Meaning of changes in power factor
Power factor measurements are not usually recommended for dry-type transformers. If insulation power factor measurements are carried out for a liquid-filled transformer, and corrections are made for temperature according to the instructions for the particular test set, the measurements should show little variation over long periods of time. If there is a sudden increase in the reading, or if it exceeds 2%, obtain an oil sample for water content measurement, dielectric strength measurement, and color evaluation.
High power factor readings are usually caused by moisture in the insulation system. If oil tests indicate the water content is less than 30 ppm, the color of the sample is acceptable, and the dielectric strength is good, a high water content in the insulation system is unlikely. Clean the external bushing surfaces and check for cracks or other defects. If no bushing defects are identified, take an oil sample for dissolved gas analysis and review the results for any abnormality.
If the above steps do not give an explanation for the high power factor, return the transformer to service. Then, sample the oil for dissolved gas analysis on a monthly basis until the absence of increasing combustible gas indicates the transformer is performing normally. At that point take a careful reading of the power factor and suspend testing until the next periodic maintenance is scheduled. At that time take another reading of the power factor to see what change has taken place.

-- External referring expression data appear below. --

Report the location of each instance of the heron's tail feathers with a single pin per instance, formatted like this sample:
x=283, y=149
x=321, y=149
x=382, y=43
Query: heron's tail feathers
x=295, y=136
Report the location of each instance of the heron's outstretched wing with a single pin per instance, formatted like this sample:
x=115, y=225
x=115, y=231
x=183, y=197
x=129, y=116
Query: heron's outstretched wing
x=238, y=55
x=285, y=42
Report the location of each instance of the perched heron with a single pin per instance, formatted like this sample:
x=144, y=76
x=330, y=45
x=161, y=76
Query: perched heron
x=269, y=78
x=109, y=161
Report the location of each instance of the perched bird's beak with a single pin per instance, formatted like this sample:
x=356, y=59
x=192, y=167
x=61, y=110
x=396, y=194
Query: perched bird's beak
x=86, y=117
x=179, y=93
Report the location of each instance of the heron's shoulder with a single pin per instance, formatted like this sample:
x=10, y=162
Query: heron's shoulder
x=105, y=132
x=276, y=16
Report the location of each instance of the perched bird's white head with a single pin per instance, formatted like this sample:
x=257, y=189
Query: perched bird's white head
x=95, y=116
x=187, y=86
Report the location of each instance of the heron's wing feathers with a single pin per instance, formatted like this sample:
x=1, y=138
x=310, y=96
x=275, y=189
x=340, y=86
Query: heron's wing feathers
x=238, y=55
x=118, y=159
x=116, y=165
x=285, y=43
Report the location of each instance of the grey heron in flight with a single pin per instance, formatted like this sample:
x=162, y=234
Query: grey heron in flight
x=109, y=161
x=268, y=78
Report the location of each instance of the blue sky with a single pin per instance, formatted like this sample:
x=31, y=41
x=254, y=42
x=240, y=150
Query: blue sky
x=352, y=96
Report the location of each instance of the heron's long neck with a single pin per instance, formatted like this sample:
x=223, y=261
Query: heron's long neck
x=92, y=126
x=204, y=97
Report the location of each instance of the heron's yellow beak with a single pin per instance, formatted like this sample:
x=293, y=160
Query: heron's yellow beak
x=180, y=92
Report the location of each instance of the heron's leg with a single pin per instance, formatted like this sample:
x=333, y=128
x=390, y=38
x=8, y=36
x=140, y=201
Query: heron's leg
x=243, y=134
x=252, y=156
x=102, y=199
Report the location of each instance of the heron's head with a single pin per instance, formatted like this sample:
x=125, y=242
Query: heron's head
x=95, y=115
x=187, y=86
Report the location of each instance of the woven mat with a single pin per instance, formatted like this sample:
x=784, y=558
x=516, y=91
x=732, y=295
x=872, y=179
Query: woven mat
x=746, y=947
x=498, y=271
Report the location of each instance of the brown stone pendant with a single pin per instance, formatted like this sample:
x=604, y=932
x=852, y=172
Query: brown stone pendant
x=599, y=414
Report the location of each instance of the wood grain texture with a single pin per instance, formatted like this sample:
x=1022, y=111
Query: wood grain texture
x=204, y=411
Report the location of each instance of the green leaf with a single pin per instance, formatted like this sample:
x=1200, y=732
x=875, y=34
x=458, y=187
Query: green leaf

Because transformers are usually very reliable, it's easy to forget to carry out routine maintenance procedures. But recognizing that a transformer can represent a relatively sizable capital expenditure, that these units are a critical component in providing dependable electrical service, and that a safe electrical system includes transformers operating correctly, it's important to take the time and effort to properly maintain this type equipment.
The full value of a maintenance program can be realized by reviewing accumulated maintenance data with the above guidelines in mind. Simple routine observations and measurements, which should be made and recorded on a regular basis, can provide valuable insights into the internal operation of most transformers. The disciplined review of these observations along with periodic tests such as oil evaluation, insulation resistance measurements, and sometimes dissolved gas analysis, can give optimum assurance that a transformer is not being allowed to fail due to a correctable defect. These measures will also increase the likelihood of recognizing the inevitable approach of a failure due to a cause that might not be correctable. This knowledge will allow preparation for a scheduled changeout of the defective transformer and eliminate the chaos and expense that usually accompany an unplanned outage.
Charles T. Raymond, P.E. is an Engineering Consultant located in Ballston Spa, N. Y. He recently retired as Manager of Transformer Services for G.E. Co. in Schenectady, N.Y.